Selon la variété, vous pouvez les croquer fermes comme une pomme, ou attendre qu’ils deviennent plus fondants. C’est là que tout change. Le goût devient plus doux, presque crémeux, avec parfois des notes de vanille, d’abricot ou de pêche.
Une variété qui plaît de plus en plus
Parmi les types les plus appréciés, on retrouve le Kaki Persimon, souvent associé à la variété Rojo Brillante. Il séduit parce qu’il est non astringent à chair ferme. En clair, il peut se manger plus simplement, sans cette sensation râpeuse que certains redoutent.
Beaucoup de jardiniers l’aiment aussi pour sa praticité. Il donne des fruits sans demander des soins compliqués. Et quand on cherche un arbre qui allie beauté, goût et robustesse, c’est une vraie belle surprise.
Peu d’entretien, mais quelques bons réflexes
Une fois installé, le plaqueminier demande peu d’attention.
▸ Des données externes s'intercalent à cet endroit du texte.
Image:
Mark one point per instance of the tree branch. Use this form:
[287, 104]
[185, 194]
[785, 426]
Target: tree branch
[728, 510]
Il est rarement touché par les maladies classiques du verger comme la tavelure, le mildiou ou l’oïdium. Les ravageurs le dérangent aussi assez peu.
C’est une bonne nouvelle si vous voulez jardiner avec moins de traitements. Un apport de compost à l’automne ou au printemps suffit souvent. Un paillage au pied aide à garder l’humidité. Et pendant les deux premières années, un arrosage régulier en cas de sécheresse reste important.
La taille doit rester légère. Il suffit en général d’enlever le bois mort et de garder une structure simple. Inutile de le brusquer. Le kaki préfère qu’on le laisse grandir tranquillement.
Un fruitier discret qui mérite vraiment sa place
Le plaqueminier a ce petit quelque chose qui attire sans faire de bruit. Il est beau, solide et généreux. Il demande peu et donne beaucoup. Ce n’est pas si fréquent dans un jardin.
Si vous cherchez un fruitier original, fiable et agréable à regarder toute l’année, c’est sans doute le bon moment pour y penser. Planté maintenant à racines nues, il peut devenir l’un des arbres les plus gratifiants de votre jardin. Et à l’automne, quand les premiers kakis colorent les branches, vous comprendrez vite pourquoi tant de jardiniers l’adoptent.